日向家の諸事情ですが。





「日向家の事業に関しては葉奈も興味ないと思う。だって葉奈も葉奈で、自分で目標を決めてそこに動こうとしてるから。だからこそ…アニキは1周してお節介になっちゃったんだよ」



と、何気なく言ったセリフが彼にとって論破となってしまったらしく。

「その通りだよ」と、哀愁漂うトーンで落とされた。



「アニキ。葉奈はアニキに気なんか遣って欲しくないの。

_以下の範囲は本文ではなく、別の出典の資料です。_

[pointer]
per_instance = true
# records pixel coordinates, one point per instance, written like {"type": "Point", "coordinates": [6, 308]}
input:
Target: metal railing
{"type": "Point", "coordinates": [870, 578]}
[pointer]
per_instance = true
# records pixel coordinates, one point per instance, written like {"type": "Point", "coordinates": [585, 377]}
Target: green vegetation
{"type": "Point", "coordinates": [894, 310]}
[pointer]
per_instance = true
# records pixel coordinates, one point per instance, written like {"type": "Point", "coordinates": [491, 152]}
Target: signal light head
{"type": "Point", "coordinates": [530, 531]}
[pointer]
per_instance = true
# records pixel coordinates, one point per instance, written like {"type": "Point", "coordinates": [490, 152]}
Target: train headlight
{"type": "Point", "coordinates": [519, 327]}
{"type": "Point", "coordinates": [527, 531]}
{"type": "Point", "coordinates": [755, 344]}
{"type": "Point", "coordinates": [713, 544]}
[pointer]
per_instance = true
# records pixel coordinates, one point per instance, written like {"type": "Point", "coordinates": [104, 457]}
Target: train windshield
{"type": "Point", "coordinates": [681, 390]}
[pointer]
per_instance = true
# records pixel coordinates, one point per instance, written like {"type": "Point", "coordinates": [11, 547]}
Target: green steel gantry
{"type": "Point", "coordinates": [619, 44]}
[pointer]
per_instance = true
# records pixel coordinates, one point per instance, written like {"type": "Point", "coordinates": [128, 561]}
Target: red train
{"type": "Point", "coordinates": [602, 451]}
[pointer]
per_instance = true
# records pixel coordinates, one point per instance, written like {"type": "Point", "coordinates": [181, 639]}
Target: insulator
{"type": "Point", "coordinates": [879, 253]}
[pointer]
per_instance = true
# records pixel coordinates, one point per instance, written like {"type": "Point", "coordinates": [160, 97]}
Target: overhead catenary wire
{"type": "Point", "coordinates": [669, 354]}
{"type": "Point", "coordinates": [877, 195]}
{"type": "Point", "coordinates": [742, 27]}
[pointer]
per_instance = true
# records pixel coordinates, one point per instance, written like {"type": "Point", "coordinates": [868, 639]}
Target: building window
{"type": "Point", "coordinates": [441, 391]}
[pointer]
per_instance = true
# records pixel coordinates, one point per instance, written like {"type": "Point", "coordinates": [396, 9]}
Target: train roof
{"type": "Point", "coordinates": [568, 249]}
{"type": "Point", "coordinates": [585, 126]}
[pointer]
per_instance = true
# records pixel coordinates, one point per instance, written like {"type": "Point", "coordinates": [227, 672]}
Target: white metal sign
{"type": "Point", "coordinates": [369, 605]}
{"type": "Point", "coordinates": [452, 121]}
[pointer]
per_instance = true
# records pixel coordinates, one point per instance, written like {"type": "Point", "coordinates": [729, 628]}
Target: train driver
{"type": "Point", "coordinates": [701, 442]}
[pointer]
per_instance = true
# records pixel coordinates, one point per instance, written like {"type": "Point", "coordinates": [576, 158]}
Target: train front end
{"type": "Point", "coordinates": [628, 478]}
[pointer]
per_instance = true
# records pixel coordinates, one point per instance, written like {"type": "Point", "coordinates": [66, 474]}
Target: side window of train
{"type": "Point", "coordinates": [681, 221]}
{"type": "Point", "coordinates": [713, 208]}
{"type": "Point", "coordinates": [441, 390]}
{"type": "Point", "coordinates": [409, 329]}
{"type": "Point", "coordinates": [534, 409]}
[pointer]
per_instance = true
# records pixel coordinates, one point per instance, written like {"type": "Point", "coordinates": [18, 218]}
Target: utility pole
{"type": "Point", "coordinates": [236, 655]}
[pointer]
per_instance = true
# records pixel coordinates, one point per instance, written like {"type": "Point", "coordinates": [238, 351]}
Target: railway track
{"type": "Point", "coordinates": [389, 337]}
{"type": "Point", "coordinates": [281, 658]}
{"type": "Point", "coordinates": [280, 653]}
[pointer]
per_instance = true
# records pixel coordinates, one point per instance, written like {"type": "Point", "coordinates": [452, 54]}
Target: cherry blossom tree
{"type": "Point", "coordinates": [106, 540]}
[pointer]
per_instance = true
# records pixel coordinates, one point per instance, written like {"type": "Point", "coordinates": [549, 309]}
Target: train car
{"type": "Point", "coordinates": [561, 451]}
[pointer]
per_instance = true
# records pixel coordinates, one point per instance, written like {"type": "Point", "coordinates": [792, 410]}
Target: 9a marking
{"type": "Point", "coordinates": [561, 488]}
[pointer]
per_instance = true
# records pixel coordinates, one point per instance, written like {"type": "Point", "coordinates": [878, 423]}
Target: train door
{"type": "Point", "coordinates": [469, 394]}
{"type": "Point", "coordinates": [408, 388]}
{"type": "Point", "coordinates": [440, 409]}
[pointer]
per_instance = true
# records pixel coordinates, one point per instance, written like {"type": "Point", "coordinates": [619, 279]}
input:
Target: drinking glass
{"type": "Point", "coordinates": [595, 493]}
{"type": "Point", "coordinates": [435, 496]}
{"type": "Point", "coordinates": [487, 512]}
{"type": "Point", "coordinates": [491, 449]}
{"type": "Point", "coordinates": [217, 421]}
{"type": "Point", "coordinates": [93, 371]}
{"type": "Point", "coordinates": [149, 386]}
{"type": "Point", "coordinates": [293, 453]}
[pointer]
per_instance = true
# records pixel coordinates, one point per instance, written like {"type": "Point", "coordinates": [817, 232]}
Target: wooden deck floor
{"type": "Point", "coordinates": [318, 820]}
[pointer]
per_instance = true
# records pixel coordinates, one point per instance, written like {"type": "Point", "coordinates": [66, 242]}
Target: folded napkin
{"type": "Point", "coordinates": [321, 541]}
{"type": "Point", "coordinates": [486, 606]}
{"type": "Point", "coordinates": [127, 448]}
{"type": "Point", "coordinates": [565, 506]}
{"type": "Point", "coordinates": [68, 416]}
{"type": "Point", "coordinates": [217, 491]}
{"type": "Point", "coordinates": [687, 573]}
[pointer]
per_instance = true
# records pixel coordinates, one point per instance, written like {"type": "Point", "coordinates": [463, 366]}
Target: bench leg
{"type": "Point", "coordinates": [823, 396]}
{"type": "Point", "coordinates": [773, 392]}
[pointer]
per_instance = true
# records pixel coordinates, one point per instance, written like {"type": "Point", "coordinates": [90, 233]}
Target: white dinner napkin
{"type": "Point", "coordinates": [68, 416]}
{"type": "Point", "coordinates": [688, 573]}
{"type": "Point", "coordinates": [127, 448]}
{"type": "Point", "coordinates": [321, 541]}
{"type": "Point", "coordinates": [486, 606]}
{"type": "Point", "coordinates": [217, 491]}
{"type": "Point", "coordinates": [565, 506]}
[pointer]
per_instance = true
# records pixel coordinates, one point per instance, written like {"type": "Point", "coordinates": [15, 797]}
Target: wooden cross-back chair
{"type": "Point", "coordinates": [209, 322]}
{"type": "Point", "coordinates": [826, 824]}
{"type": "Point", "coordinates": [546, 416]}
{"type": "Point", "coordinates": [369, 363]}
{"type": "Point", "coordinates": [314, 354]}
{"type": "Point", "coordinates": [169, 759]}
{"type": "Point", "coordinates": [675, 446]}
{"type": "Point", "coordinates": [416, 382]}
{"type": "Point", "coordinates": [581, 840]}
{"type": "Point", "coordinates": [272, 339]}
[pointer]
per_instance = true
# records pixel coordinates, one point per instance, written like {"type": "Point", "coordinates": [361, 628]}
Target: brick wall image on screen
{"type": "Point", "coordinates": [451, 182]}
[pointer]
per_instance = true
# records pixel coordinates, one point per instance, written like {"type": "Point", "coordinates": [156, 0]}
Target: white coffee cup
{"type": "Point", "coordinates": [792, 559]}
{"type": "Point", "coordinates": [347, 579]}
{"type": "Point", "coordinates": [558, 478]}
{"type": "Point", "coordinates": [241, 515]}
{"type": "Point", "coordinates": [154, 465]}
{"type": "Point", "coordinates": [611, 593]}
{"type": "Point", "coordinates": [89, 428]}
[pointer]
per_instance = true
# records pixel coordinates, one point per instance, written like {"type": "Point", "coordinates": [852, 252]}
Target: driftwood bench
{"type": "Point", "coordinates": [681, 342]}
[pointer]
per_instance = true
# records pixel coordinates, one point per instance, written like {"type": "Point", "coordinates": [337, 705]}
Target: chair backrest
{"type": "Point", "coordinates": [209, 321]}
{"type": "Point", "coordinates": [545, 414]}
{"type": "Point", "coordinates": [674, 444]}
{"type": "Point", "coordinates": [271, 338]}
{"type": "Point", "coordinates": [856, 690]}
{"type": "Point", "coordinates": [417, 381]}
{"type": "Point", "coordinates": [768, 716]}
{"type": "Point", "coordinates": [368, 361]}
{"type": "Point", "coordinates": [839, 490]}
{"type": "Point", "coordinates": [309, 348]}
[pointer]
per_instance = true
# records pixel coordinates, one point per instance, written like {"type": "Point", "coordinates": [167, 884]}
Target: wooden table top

アニキが葉奈を大切にしているように、葉奈だってアニキを大切に思ってるんだよ」


「あいつの初恋は……椿なんだよ。むしろ俺よりも先に葉奈のほうが惚れてたくらいだ」


「…………まじ、か」


「…サナ?」



ええ、あの、耳が遠くなりました。

あたまのなか真っっっ白でございます。



「ええ…っ、葉奈って根っからのチャラ男じゃなかったの?ちゃんと誰かに恋してた時期あったの…?」


「ああ、でも今は……」


「ん…?」


「…いや。なんでもない」



初恋の人と結ばれるなんて、もちろん考えるだけロマンチックで素敵だ。


だってアニキとわたしが結ばれちゃうみたいなものでしょ?

そんなの願ったり叶ったりだよ。


………すこし前のわたしにとっては、ね。